Well, I went to the website. They have thirteen bitches. Bred or planned breedings for all it seemed. Didn't read anywhere that they do anything with all these dogs, except the whole family pitches in to take care of them. This is a family occupation. I'll be interested in what other people think, who know those lines better...


----------



## Steve Strom (Oct 26, 2013)

I'd pass. I noticed Leo will be bred at 13mos. No thanks.


----------



## Sowlhowl (Aug 4, 2014)

When I first started looking for a breeder I was referred to guardian kennels. I called them, spoke with the owner and went out for a visit. None of their dogs are titled, no health testing. They have several litters at a time. Me and my husband RAN away from this breeder. They are bad news.


----------



## Lilie (Feb 3, 2010)

I have no knowledge of the breeder in question, so I can't comment on them. But I wanted to applaud you for doing your homework when looking for a pup!


----------



## katieliz (Mar 29, 2007)

I did not want to say "run" since I have no first hand knowledge. But the first thing I noticed was there appears to be no health testing which is unacceptable. And way, way, WAY too many dogs. Churnin' out puppies. Ugh.


----------



## jtexasb (Aug 9, 2014)

Thanks everyone. I also had the same vibe to run! I know websites are not always the best source of information for a breeder, but I to thought there were several red flags.


----------



## SummerwoodSoaps (Feb 3, 2011)

I have 2 dogs from guardian kennel. If anyone has any questions about them, feel free to pm me. I can understand why y'all say run, however there are a lot of us who are very very happy with our dogs and would recommend them for someone wanting a family pet. I think if you're looking for a sch dog, this isn't the place. But I know he has fostered dogs when one if the owners had to do 6 months of chemo and couldn't take care of the dog for quite a while. He has also driven to go get one of his dogs out if a shelter when the dog was out there without his knowing. I do believe that he is has the dogs he breeds best interest at heart. But, I do completely understand why you would pass. But I love my girls so much and they have been extremely healthy, snake bites and torn eye lids aside. There is also a lot of support with a great Facebook group.


----------



## katieliz (Mar 29, 2007)

glad to know those things, just way, way too many dogs for me to believe their best interests are being served. it's a business and I (personally) have a problem with that. very difficult to always have the best interests of the animals in mind when they are your source of income.


----------



## Dainerra (Nov 14, 2003)

I wouldn't recommend a kennel who doesn't do health testing to anyone who wants a family pet. Don't pets deserve to be healthy too?


----------



## Guy9999 (Aug 25, 2014)

*pros n cons*

Pros, Nice looking dogs and some Titles.

Cons, In several breeds, so many dogs, too many litters at the same time, it is a business, etc.


----------



## Stormtrooper (Aug 18, 2020)

SummerwoodSoaps said:


> I have 2 dogs from guardian kennel. If anyone has any questions about them, feel free to pm me. I can understand why y'all say run, however there are a lot of us who are very very happy with our dogs and would recommend them for someone wanting a family pet. I think if you're looking for a sch dog, this isn't the place. But I know he has fostered dogs when one if the owners had to do 6 months of chemo and couldn't take care of the dog for quite a while. He has also driven to go get one of his dogs out if a shelter when the dog was out there without his knowing. I do believe that he is has the dogs he breeds best interest at heart. But, I do completely understand why you would pass. But I love my girls so much and they have been extremely healthy, snake bites and torn eye lids aside. There is also a lot of support with a great Facebook group.

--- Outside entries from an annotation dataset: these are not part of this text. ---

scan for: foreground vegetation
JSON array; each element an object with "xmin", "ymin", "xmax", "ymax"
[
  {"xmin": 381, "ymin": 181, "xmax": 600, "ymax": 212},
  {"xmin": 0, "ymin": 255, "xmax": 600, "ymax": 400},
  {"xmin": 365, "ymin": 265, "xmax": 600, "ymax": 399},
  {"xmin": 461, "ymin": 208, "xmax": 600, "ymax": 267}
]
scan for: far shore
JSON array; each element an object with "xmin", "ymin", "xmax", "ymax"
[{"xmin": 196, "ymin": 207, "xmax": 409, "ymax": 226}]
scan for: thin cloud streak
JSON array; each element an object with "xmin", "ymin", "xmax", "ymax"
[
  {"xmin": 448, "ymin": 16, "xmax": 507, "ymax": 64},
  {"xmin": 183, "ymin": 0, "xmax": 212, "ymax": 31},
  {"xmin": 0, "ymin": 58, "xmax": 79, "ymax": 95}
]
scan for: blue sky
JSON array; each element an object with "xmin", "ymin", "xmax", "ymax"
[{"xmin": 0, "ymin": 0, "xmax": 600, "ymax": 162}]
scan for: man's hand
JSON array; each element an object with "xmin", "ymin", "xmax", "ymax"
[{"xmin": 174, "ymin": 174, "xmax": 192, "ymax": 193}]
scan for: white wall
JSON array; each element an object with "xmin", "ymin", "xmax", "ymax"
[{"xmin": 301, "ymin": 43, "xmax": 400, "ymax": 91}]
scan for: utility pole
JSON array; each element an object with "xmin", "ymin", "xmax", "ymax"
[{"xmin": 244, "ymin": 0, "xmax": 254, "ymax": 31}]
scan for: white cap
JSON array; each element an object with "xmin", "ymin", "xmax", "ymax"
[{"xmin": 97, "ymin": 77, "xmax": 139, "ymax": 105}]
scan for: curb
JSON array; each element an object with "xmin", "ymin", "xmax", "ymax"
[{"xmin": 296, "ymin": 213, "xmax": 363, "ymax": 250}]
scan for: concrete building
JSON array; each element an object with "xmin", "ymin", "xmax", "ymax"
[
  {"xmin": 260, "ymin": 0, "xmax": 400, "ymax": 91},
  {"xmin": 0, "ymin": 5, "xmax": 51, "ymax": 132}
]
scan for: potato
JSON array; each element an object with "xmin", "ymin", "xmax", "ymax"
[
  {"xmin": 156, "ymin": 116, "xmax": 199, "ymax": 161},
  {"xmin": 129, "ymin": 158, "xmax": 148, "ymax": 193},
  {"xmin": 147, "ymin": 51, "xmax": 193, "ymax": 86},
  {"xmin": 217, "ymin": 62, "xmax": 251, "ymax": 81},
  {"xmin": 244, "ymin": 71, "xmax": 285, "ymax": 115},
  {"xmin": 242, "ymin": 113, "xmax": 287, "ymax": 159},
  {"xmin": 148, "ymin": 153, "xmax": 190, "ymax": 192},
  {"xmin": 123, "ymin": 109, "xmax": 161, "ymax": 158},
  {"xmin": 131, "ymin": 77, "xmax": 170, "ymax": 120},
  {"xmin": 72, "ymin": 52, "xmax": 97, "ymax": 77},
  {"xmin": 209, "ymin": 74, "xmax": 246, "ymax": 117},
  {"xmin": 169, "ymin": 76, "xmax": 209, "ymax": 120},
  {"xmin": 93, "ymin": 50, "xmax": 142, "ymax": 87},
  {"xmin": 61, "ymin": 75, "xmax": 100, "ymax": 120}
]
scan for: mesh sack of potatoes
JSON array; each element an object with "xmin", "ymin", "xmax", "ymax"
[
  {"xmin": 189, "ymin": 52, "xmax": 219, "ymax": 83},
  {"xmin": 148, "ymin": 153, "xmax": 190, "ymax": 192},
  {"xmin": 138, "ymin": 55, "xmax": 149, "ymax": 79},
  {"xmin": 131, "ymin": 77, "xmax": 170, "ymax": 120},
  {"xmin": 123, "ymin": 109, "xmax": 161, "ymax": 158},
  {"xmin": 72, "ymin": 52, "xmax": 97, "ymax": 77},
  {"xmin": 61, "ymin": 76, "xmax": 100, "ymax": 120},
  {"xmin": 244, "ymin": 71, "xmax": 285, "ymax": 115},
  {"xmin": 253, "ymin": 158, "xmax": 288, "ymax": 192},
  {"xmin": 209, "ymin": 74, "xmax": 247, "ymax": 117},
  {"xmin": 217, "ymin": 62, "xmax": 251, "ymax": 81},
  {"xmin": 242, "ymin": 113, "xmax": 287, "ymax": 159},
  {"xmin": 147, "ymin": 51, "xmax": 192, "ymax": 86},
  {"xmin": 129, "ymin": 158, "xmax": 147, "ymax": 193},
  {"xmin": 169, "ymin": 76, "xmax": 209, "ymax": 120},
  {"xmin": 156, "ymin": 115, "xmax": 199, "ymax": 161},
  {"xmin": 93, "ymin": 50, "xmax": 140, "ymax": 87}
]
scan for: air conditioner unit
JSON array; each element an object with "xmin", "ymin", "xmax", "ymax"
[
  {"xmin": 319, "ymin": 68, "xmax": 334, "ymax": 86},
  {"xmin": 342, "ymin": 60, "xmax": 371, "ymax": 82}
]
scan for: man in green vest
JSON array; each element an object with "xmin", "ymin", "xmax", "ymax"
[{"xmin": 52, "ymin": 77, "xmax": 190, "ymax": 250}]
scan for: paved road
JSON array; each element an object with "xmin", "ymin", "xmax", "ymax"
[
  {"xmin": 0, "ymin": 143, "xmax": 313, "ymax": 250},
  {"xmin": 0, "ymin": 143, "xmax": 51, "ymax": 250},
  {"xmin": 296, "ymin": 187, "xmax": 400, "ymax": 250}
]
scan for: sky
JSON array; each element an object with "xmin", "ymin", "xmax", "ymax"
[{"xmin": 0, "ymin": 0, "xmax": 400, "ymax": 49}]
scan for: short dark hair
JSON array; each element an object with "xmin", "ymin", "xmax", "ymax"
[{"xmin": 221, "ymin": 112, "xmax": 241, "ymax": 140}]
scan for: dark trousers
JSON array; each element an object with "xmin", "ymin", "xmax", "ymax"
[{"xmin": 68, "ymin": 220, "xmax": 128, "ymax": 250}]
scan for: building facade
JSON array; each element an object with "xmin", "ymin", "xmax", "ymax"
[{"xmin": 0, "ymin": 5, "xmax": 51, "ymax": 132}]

I also have a beautiful black male GSD from The Guardian Kennel. He was very healthy, no worms and super clean ears. All of his ancestors are OFA good. He is associated with the “Vom Norben” Kennel.
We are very happy with our dog. He turned out to be everything we dreamed of.
As summer said Joe is knowledgeable and kind and stays in touch with the people and the puppies he sold.
Shiner Vom Norben 
Trouble Vom Norben
These are my dogs sire and dam


----------



## dogma13 (Mar 8, 2014)

Very old thread


----------